Ce n’est pas de cela qu’il est question chez Nietzsche. Il s’agit pour chaque être d’identifier ce qui pour lui, constituerait la joie la plus aboutie, symboliserait le bonheur d’être vivant. « Celui qui aime avant tout le repos, qu’il se repose ! Celui qui aime obéir et se soumettre, qu’il obéisse ! » Nietzsche pose là une sorte de morale de l’immoralisme, car elle se débarrasse des contraintes du Mal et du Bien, pour lui substituer « l’amor fati », l’amour de sa destinée. Ce que tu aimes au plus profond, fais en sorte d’avoir à le vivre et le revivre à nouveau. Mais attention : cette démarche engagerait, au sens éthique, à sélectionner ce qui mérite d’être vécu, mais sans but, car cela reviendrait alors à troquer un nihilisme contre un autre. Nietzsche parlait d’une « pensée lourde » : la formule suprême de l’affirmation.

Évidemment on pourrait en déduire que bien des vices, nombres de tares, pourraient s'épanouir à partir d'un tel credo. Que les maniaques, les drogués addicts à tout ce qu’on voudra, les serial killers, sont des Nietzschéens qui s’ignorent. Ce serait oublier la dimension morale de cette invitation. Dans l’esprit du philosophe, elle exclue les visées mortifères ou destructrices.

4 Nietzsche : « La volonté de puissance », très éloignée des fascismes

7 idées reçues sur la pensée de Nietzsche

Convenons de mettre sous ce pluriel tous les idéaux totalitaires qui ont marqué le siècle précédent, et pas seulement celui de Mussolini. C’est une des causes de la mauvaise réputation qui fut faite à Friedrich Nietzsche : la volonté de puissance aboutirait nécessairement à l’expansionnisme et à la domination de peuples sur d’autres. Il aurait avec cette idée et avec le concept de surhomme, inspiré les idéologues nazis, suggéré une portée philosophique à la supériorité de certaines races sur d’autres, et transformé l’éternel retour en idéologie mortifère, alors qu’elle est chez Nietzsche une aspiration à la vie.

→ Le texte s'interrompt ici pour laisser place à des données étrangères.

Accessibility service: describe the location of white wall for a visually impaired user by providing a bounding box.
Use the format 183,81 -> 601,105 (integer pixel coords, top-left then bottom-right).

Là encore, telle n’était pas l’ambition de Nietzsche, ni son propos : la volonté de puissance, explique par exemple André Comte-Sponville, est pour lui une force d’affirmation, de création, de différenciation. S’il exprime dans cette idée une volonté de dominer, c’est d’abord une volonté de se dominer soi. Et de persévérer dans son être, par cet effort que Spinoza avait, avant lui, appelé le « conatus ». Nietzsche n’y voyait qu’une vague ressemblance, même s’il se reconnaissait dans une certaine filiation avec Spinoza. Mais il voyait dans le « conatus » une volonté purement conservatrice, un effort de consolider son désir, là où lui-même espérait d’abord un dépassement de soi, donnant alors à ce concept une dimension métaphysique.

En réalité, Spinoza voyait dans le conatus, la vraie puissance du désir, puissance de résister, et surtout d’agir.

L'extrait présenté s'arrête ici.